You've got to go through it...

I've always absolutely loved an occasion. Anything that encompasses tradition and celebration with a sprinkle of individuality completely grips me. That's one (of the many) reasons I became so determined to get into funeral, something so traditional that has grown and developed with the influences of culture and time amazed me. The values and certain aspects are always there, but at every service there is that part of the person shining through, whether it's in the songs chosen, the flowers in their favourite colour or a eulogy given by a family member or friend.

Very often when a loved one passes if they have been poorly for sometime, family life becomes a bubble. Only nurses and doctors come in for the necessary, but other than that, the way of life that develops is very private. Then when they pass it can feel that as undertakers that we pop that bubble, coming in and taking away your loved one, who has become your reason for everything. I always try to talk to families and assure them I understand that feeling entirely. When my Grandad was poorly we were in the bubble completely, and when he passed (to the sounds of Barry White) and the undertakers came, it wasn't like they just took him, they took something so big it felt like a hole we could never fill and that we would all eventually fall into, as if we had nothing to hold onto that would keep us stable.

I say to families that we are not there to break anything, but also not to fix it either, although we wish we could. We are there to help them navigate the ship, not to steer it for them.

If you ever read the book The Bear Hunt, you'll remember the message as "You can't go over it, you can't go under have to go through it" and that right there, is grief. The only way out is through, and though when you get through life may never be the same remember, life is a journey not a destination and your strength of getting through the darkest of times will be exactly what lights the way for the days ahead.

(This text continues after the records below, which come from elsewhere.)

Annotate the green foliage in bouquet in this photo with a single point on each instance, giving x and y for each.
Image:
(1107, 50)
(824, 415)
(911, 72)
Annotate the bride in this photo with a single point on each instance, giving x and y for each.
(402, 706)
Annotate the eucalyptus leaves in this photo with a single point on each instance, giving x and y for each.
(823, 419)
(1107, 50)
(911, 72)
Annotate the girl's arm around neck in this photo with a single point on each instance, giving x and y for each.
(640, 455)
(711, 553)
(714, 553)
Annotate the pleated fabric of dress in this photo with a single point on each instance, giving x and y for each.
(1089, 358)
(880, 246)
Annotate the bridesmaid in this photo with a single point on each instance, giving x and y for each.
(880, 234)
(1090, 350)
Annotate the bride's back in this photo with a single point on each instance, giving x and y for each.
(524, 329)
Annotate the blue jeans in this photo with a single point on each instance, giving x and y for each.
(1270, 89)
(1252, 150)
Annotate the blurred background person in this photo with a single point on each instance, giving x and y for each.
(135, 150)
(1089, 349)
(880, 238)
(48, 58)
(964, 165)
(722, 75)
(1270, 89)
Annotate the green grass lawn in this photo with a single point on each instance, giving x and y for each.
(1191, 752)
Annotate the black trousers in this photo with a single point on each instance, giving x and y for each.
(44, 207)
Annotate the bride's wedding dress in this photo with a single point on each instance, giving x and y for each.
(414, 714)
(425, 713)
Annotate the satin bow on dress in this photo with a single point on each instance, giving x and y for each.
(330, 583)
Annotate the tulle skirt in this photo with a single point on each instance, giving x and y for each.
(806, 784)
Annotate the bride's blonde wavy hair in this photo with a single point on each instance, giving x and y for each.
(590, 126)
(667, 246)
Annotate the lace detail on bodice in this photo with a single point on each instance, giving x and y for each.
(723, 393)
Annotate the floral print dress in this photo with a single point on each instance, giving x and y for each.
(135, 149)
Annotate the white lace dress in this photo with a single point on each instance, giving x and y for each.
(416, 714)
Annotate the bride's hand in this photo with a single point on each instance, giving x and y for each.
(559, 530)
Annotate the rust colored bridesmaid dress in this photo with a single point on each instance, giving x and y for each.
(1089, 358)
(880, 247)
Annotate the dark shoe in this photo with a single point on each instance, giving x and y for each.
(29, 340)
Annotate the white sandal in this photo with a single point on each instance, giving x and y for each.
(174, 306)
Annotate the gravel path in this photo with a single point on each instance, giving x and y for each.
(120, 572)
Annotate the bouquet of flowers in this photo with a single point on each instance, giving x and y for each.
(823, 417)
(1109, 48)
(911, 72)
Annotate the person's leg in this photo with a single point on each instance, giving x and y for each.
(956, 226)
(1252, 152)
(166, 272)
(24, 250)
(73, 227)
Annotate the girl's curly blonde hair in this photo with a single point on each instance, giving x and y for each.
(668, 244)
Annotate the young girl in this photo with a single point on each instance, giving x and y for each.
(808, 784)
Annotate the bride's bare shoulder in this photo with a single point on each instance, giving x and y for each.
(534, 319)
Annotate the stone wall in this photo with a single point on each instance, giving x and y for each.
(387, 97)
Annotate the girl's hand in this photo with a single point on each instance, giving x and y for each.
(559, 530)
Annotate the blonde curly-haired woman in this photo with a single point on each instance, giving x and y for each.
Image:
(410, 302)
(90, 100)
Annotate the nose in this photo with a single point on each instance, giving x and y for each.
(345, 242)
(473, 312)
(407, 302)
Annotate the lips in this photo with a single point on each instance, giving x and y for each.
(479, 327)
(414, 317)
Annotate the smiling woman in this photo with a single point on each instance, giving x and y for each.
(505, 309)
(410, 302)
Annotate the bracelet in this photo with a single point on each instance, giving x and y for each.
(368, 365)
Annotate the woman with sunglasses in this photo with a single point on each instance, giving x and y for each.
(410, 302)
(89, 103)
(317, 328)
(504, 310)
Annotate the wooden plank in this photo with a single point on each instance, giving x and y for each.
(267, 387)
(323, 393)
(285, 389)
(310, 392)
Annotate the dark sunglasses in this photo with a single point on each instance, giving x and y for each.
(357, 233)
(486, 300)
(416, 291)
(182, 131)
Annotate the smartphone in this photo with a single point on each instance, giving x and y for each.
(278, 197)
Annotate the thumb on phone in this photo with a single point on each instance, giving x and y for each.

And us, as undertakers, sometimes viewed as a dark and depressing profession, we will be there holding the torch till you're ready to shine it yourself once more.

That doesn't mean we don't feel your pain, or are superhuman and unaffected by the sheer awfulness of grief. After bringing a young woman into care once I had to pull over as I was sobbing so badly, literally unable to drive thinking about the loss that family had endured. And very often when I attend a home that has lost their king or queen, I find myself mentally back in my grandparents living room, remembering how when my Grandad took his last breaths it felt like an avalanche was surrounding us as we surrounded him. Something so very loud and devastating, yet deafening and silent crashed down around us all. Those are the times that get to me, when I see the similarities. People are often so shocked I'm not more affected by the passing of children being a Mother myself. But I feel that I relate, and therefore am affected more, by the families that are experiencing the loss I have felt too.

Funeral is a wonderful industry to be a part of, and everyday I'm so honoured that I get to be a part of someone's final goodbye. There are tears, but also so much laughter and every now and then that little bit of magic that reminds me exactly why I'm so lucky.